Dataset Splits No The paper describes training procedures and evaluation episodes but does not provide specific training/validation/test dataset splits (e.g., percentages or absolute counts).
Hardware Specification No The paper does not provide specific hardware details such as GPU models (e.g., NVIDIA A100) or CPU models used for running the experiments.
Software Dependencies No The paper mentions software components such as 'Stable-Baselines3 RL framework' and 'Open AI Spinning Up RL framework' but does not specify their version numbers or other crucial software dependencies with version information for reproducibility.

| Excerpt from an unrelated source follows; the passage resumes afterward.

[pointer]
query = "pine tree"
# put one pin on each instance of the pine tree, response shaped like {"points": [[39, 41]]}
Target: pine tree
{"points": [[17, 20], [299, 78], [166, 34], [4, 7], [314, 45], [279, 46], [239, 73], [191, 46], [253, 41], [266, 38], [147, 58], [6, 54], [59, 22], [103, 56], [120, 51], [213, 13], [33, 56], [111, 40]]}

Experiment Setup Yes The following hyperparameters are used to train the dynamic primitive policies for Zone Env with PPO (Schulman et al. [2017]). Discount factor γ = 0.998. SGD optimizer; actor learning rate 0.001; critic learning rate 0.001. Mini-batch size n = 256. For all training with PPO algorithm, we use GAE λ = 0.97, clip range ϵ = 0.2, and we set the number of iterations when optimizing the surrogate loss to be 10.